Les entités intéressées doivent respecter les critères d’éligibilité, signer la déclaration d’adhésion et remplir un formulaire de candidature. Les candidatures individuelles ne sont pas acceptées ; seules les organisations ayant une personnalité juridique peuvent rejoindre.
Un nouveau levier dans la bataille pour le climat et la compétitivité
Avec cette alliance, l’Union européenne envoie un message clair : l’énergie nucléaire de nouvelle génération, sous la forme de petits réacteurs modulaires, fait partie intégrante du futur énergétique européen. Ce n’est pas sans conditions — sécurité, transparence, gestion des déchets —, mais la conviction est forte qu’il sera difficile d’atteindre les objectifs climatiques de 2040 et 2050 sans mobiliser toutes les technologies bas carbone.
Les années qui viennent diront si la coordination mise en place par cette alliance se concrétisera dans quelque chose de très tangible : SMR en construction et en opération en Europe au début de la prochaine décennie, alimentant usines, réseaux de chaleur et usines d’hydrogène, et ouvrant un nouveau chapitre de la politique énergétique du continent.
Questions fréquemment posées (FAQ)
1. Qu’est-ce qu’un petit réacteur modulaire (SMR) et en quoi diffère-t-il d’une centrale nucléaire traditionnelle ?
Un SMR est un réacteur nucléaire de plus petite taille, conçu pour être fabriqué en série en usine et assemblé sur site par modules.

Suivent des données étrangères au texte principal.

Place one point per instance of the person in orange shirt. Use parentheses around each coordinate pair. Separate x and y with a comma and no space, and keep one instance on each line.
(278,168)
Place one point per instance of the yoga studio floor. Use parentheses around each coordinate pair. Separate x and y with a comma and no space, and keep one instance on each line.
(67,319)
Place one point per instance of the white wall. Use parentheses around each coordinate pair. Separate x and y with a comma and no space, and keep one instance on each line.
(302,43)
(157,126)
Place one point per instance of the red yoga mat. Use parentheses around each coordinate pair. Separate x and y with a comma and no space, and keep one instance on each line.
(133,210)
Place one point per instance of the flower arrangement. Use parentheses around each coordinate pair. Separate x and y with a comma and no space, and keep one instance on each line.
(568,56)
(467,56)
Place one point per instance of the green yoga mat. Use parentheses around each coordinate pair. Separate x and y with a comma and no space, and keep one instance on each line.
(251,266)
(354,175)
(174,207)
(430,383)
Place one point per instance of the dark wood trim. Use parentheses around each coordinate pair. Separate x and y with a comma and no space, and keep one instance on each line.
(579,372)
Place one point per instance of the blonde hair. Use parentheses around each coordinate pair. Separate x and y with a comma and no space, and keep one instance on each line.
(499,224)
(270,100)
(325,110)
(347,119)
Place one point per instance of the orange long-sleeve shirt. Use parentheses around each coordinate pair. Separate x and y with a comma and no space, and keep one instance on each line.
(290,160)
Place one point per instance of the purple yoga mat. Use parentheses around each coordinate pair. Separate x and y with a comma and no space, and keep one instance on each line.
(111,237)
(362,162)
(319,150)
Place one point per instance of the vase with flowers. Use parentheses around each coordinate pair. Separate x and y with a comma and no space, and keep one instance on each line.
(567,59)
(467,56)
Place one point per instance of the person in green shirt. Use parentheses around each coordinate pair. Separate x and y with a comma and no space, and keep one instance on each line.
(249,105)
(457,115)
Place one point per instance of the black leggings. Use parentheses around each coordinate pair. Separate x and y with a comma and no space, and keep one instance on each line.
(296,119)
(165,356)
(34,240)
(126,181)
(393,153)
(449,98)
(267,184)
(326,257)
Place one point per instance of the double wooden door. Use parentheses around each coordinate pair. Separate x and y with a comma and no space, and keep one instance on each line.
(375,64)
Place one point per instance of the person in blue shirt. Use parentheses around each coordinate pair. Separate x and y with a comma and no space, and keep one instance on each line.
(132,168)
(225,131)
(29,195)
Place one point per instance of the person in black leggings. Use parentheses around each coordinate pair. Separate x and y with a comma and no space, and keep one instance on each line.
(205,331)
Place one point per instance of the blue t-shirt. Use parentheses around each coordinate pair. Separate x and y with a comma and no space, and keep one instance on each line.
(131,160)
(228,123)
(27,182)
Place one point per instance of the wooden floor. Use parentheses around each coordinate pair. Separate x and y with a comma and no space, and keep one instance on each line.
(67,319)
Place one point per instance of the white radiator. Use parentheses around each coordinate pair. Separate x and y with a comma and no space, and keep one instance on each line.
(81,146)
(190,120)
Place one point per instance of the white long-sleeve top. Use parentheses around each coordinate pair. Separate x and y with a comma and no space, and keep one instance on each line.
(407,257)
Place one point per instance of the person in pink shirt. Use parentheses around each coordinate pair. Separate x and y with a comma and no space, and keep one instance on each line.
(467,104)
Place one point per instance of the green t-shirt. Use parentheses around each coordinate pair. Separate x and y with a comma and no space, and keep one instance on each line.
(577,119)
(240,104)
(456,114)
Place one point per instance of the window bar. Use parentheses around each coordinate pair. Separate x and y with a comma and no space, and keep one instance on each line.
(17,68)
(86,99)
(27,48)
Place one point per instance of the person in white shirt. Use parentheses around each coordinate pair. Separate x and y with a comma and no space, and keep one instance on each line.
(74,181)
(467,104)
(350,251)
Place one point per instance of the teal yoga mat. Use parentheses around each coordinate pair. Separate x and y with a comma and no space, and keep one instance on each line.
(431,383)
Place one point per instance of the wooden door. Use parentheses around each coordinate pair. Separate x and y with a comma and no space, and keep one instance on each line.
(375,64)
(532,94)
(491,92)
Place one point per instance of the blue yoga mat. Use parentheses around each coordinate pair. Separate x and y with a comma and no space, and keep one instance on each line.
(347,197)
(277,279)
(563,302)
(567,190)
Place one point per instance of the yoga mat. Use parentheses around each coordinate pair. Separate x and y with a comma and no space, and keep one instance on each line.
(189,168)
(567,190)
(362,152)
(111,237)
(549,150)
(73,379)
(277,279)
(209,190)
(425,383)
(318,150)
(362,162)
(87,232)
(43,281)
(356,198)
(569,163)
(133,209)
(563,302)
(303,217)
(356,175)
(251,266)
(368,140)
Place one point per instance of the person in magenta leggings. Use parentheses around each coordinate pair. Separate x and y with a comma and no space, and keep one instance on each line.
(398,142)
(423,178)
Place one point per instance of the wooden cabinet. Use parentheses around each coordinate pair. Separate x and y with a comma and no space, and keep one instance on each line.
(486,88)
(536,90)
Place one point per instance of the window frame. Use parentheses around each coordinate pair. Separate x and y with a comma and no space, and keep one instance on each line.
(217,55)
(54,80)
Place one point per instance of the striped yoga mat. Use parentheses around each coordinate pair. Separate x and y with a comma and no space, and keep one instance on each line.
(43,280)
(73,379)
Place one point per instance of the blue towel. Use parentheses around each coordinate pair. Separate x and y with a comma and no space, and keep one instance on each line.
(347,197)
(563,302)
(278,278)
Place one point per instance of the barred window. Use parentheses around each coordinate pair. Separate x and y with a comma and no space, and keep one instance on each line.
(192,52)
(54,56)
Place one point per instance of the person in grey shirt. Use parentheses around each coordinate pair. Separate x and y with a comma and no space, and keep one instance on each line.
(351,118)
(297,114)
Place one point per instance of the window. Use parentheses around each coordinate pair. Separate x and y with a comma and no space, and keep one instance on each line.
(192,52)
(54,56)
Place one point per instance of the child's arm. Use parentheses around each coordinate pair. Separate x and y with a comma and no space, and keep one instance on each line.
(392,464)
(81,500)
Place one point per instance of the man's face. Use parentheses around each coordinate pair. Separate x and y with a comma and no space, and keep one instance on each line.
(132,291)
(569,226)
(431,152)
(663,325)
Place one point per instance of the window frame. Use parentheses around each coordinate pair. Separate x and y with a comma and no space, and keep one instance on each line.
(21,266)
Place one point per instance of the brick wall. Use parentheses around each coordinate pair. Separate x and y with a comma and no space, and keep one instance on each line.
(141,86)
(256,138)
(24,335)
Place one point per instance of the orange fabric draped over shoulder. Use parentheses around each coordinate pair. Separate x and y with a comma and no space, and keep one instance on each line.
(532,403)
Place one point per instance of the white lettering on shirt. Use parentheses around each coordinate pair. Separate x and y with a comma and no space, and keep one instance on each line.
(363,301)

Par rapport aux centrales classiques, il nécessite un investissement initial moindre, peut être déployé de manière progressive et intègre souvent des systèmes de sécurité passifs de dernière génération. La puissance électrique est inférieure, mais cela peut être compensé par l’installation de plusieurs modules, mieux adaptés aux besoins spécifiques de chaque réseau ou zone industrielle.
2. Comment les SMRs peuvent-ils aider à décarboner des industries comme l’acier, la chimie ou le transport ?
Les SMRs ne produisent pas uniquement de l’électricité, mais aussi du chaleur industrielle à haute température, essentielle pour de nombreuses industries énergivores. Cette chaleur peut alimenter directement des procédés industriels ou être utilisée pour produire de l’hydrogène décarboné, qui sert ensuite comme matière première ou combustible pour des secteurs comme l’acier, les produits fertilisants ou certains transports lourds. En remplaçant les combustibles fossiles dans ces usages, ils contribuent à réduire efficacement les émissions.
3. Quel rôle joue l’European Industrial Alliance on SMRs dans les objectifs climatiques de l’UE pour 2040 et 2050 ?
L’alliance agit comme un catalyseur : elle coordonne industrie, régulateurs, banques et centres de recherche pour faire passer les SMRs d’une promesse technologique à des projets concrets en opération dès le début des années 2030. Son travail s’inscrit dans la stratégie européenne visant à réduire fortement les émissions d’ici 2040 et à atteindre la neutralité climatique en 2050, en permettant aux SMRs de compléter les énergies renouvelables et autres solutions basses émissions.
4. Quelles types d’organisations peuvent rejoindre l’alliance et quels avantages en tirent-elles ?
Les entreprises énergétiques et industrielles, fabricants, institutions financières, universités, centres de recherche, administrations et régulateurs peuvent adhérer, sous réserve de respecter les critères fixés par la Commission. La principale avantage est de participer au cœur de la décision et à la conception de l’écosystème européen des SMRs : accès anticipé à l’information, participation à des projets pilotes, coopération avec les régulateurs et visibilité auprès des institutions financières et des décideurs.